Dienstag, 20. Oktober 2015

Eine Kündigung wegen In-vitro-Fertilisation ist diskriminierend

Die Schwangerschaft von Arbeitnehmerinnen kann für den Arbeitgeber durch Arbeitsausfall und krankheitsbedingte Abwesenheit eine erhebliche Belastung darstellen. Eine auf die Schwangerschaft gestützte Kündigung ist dennoch meist unwirksam.

Der Fall: Eine Arbeitnehmerin war als Balletttänzerin bei ihrem Arbeitgeber beschäftigt. Die Arbeitnehmerin versuchte über einen längeren Zeitraum, durch verschiedene ärztliche Behandlungen ihre Chancen auf eine Schwangerschaft zu erhöhen. Durch die Behandlungen kam es immer wieder zu krankheitsbedingten Fehlzeiten. Der Arbeitgeber beendete das Arbeitsverhältnis und berief sich darauf, dass aufgrund der Fehlzeiten die Verlässlichkeit, Einsetzbarkeit und Belastbarkeit bei der Arbeitnehmerin nicht mehr gewährleistet seien. Die Arbeitnehmerin wandte ein, dass die Beendigung nur wegen der anstehenden Schwangerschaft erfolgt sei und es sich dabei um eine geschlechtsbezogene Diskriminierung handele.

Das Urteil: Das sah das Landesarbeitsgericht (LAG) Köln genauso. Es sei offensichtlich, dass das Arbeitsverhältnis wegen der anstehenden Schwangerschaft beendet wurde. Dabei handele es sich um eine Diskriminierung wegen des Geschlechts (LAG Köln, Urteil vom 03.06.2014, Az.: 12 Sa 911/13).

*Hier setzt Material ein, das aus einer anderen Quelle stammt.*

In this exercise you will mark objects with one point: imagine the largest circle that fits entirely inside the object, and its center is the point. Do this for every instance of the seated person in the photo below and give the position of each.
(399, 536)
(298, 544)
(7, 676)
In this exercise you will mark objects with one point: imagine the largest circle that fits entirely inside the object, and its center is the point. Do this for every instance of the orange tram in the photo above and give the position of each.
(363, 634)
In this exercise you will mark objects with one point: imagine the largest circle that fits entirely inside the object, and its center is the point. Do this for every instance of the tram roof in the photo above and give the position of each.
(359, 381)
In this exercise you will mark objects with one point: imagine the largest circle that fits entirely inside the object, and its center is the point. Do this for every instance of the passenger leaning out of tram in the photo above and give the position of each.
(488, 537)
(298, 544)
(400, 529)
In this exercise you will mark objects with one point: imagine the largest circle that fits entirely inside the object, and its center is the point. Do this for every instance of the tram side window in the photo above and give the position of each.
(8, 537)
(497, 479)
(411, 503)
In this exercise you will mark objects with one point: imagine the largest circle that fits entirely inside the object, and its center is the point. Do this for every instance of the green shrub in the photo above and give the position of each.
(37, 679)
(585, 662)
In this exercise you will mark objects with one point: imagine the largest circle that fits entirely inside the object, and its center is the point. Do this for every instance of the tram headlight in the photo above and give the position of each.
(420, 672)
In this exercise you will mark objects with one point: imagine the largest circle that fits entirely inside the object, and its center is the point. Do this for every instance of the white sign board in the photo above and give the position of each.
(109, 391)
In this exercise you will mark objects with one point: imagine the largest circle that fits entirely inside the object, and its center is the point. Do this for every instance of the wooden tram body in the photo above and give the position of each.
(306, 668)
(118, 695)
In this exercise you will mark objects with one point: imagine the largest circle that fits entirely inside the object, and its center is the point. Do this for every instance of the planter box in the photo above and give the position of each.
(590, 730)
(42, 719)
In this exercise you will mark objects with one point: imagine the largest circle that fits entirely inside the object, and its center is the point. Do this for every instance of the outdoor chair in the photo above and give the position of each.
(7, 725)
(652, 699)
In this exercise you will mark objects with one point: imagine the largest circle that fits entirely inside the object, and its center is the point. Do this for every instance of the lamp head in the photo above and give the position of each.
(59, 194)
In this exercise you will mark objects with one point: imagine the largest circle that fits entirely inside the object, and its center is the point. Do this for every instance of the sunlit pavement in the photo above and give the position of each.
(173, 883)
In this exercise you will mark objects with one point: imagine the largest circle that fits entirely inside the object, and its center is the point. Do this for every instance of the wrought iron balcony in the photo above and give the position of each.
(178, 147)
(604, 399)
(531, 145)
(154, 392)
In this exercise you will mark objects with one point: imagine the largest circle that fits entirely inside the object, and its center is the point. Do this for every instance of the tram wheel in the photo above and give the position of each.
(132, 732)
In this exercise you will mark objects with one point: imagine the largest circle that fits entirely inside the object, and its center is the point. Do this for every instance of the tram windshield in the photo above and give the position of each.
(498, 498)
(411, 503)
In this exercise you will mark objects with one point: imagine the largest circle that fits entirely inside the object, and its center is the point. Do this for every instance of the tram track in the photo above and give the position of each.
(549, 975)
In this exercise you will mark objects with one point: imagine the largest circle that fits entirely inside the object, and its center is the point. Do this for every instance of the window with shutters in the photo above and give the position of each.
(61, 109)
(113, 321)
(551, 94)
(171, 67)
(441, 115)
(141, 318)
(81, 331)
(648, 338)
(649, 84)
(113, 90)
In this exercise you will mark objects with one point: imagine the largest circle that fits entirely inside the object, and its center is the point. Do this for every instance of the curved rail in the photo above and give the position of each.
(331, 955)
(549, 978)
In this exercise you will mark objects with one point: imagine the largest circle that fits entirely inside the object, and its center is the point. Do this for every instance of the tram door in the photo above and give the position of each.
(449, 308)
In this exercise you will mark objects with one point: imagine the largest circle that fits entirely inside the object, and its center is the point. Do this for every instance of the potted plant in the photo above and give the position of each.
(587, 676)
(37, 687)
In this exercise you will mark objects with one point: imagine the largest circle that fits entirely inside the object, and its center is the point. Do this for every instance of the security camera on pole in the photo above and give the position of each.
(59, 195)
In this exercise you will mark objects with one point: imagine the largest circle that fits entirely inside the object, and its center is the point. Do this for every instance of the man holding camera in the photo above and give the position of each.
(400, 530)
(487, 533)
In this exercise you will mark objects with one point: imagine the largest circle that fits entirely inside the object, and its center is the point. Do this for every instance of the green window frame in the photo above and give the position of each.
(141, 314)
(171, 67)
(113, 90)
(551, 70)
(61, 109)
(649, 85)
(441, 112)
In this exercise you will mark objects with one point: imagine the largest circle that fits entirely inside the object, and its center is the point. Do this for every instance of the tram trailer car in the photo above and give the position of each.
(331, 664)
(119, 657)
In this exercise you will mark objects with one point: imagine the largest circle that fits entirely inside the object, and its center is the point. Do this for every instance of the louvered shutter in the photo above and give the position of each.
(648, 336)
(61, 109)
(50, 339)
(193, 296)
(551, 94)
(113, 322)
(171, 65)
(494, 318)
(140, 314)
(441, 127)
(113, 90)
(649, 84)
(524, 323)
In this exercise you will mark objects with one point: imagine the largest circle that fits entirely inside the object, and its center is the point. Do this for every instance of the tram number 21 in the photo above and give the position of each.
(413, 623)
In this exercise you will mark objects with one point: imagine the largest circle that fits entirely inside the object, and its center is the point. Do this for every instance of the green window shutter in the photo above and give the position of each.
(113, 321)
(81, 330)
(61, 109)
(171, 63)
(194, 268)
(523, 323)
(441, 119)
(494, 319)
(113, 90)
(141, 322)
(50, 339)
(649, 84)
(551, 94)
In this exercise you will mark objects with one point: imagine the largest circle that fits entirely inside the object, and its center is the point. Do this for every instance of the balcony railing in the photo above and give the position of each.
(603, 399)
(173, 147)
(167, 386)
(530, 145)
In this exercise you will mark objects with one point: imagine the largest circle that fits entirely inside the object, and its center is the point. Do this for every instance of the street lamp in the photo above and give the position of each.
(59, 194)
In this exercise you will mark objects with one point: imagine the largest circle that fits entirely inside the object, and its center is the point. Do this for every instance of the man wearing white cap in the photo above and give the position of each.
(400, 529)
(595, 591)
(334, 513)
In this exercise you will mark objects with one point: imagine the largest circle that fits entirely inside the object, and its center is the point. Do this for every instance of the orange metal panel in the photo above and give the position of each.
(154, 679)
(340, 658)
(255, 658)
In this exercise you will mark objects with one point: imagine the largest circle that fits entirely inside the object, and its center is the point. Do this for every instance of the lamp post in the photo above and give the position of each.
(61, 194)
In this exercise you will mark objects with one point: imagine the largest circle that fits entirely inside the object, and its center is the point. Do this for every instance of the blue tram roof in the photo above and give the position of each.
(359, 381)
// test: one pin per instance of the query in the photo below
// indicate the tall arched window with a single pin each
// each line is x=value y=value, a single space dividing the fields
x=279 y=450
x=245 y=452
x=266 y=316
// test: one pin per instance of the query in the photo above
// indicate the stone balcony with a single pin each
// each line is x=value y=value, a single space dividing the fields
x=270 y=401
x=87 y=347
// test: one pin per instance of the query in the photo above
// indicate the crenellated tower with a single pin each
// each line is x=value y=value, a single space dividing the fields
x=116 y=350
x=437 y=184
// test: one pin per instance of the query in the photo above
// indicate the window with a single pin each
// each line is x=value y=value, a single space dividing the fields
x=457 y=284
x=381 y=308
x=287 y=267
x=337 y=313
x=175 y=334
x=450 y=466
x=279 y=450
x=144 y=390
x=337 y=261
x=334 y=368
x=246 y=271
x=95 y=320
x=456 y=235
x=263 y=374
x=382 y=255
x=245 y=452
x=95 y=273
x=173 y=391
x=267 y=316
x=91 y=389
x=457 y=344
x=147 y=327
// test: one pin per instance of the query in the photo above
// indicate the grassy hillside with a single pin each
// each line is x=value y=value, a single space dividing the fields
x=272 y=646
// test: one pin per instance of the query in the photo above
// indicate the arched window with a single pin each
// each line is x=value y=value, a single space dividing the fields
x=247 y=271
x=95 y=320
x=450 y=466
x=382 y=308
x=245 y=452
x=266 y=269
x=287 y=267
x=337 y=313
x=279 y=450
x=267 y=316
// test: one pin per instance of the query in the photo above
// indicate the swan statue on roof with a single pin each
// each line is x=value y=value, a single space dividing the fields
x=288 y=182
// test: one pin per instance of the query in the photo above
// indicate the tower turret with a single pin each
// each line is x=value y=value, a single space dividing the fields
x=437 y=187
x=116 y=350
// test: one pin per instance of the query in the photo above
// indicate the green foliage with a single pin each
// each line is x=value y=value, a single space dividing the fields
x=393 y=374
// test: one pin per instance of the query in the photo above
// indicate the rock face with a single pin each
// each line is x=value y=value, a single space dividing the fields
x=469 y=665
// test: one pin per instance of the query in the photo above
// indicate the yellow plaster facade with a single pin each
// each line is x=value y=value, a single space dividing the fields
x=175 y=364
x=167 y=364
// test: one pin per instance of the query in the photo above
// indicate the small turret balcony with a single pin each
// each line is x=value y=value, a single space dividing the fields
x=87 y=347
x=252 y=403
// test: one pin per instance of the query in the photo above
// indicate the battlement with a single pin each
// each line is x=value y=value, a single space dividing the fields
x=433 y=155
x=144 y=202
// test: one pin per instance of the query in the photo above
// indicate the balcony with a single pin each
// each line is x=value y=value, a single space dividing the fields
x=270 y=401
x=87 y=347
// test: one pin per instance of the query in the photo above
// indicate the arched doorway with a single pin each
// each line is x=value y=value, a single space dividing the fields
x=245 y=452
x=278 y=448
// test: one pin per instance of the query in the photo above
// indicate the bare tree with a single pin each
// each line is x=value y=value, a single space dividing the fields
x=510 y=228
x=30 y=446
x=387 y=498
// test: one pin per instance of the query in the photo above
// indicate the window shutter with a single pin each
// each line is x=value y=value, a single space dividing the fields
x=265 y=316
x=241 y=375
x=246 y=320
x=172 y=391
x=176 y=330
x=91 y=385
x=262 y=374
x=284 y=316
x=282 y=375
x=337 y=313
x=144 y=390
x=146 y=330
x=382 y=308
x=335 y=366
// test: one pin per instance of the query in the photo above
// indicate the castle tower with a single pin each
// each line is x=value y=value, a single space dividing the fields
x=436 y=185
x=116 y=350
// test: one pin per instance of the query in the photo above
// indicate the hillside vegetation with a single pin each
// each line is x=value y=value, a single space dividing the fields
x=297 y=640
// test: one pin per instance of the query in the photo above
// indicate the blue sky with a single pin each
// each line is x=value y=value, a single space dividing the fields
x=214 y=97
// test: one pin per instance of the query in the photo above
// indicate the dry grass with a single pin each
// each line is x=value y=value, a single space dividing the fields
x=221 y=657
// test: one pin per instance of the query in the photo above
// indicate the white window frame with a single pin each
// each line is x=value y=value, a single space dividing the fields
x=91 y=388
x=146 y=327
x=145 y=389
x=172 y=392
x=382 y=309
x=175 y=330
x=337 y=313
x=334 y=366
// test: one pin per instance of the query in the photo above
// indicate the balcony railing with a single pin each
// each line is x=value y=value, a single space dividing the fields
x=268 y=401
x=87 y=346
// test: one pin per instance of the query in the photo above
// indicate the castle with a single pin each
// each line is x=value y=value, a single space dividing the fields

Diskriminierungsschutz bei Schwangerschaft

Nach § 3 Abs. 1 Satz 2 Allgemeines Gleichbehandlungsgesetz ist eine Benachteiligung wegen einer Schwangerschaft ein Unterfall der Geschlechterdiskriminierung. Damit soll die Schwangere insbesondere vor einer Kündigung oder Nichteinstellung aufgrund ihrer Schwangerschaft geschützt werden. Der Schutz greift allerdings nicht erst mit der Schwangerschaft an sich ein. Auch ärztliche Behandlungen im Vorfeld einer Schwangerschaft zur Erhöhung der Fruchtbarkeit oder In-vitro-Fertilisationen und daraus resultierende Fehlzeiten können bereits den Diskriminierungsschutz auslösen.

Wichtig:
Eine Kündigung aus anderen, insbesondere verhaltensbedingten Gründen, ist zumindest bis  zum Eintritt des Mutterschutzes weiterhin möglich. Bei einer In-vitro-Fertilisation tritt dieser allerdings mit dem Einsetzen der Eizelle ein (BAG, Urteil vom 26.3.2015, Az. 2 AZR 237/14).

Indizien für Geschlechterdiskriminierung

Folgende Anhaltspunkte haben die Arbeitsgerichte in der Vergangenheit als Indiz für eine geschlechtsspezifische Diskriminierung bei Einstellungen und Beförderungen gewertet:
- nicht geschlechtsneutral formulierte Stellenausschreibungen, wie Büroleiter statt Büroleiterin
- negative Äußerungen des Arbeitgebers, die einen Bezug zum Geschlecht zur Schwangerschaft oder Elternzeit aufweisen
- extrem einseitige Personalstruktur (z.B. alle Abteilungsleiter sind männlich) – hier kommt es aber darauf an, welche Frauenquote im Betrieb überhaupt vorliegt und wie hoch der Anteil qualifizierter Frauen für die Hierachieebene ist.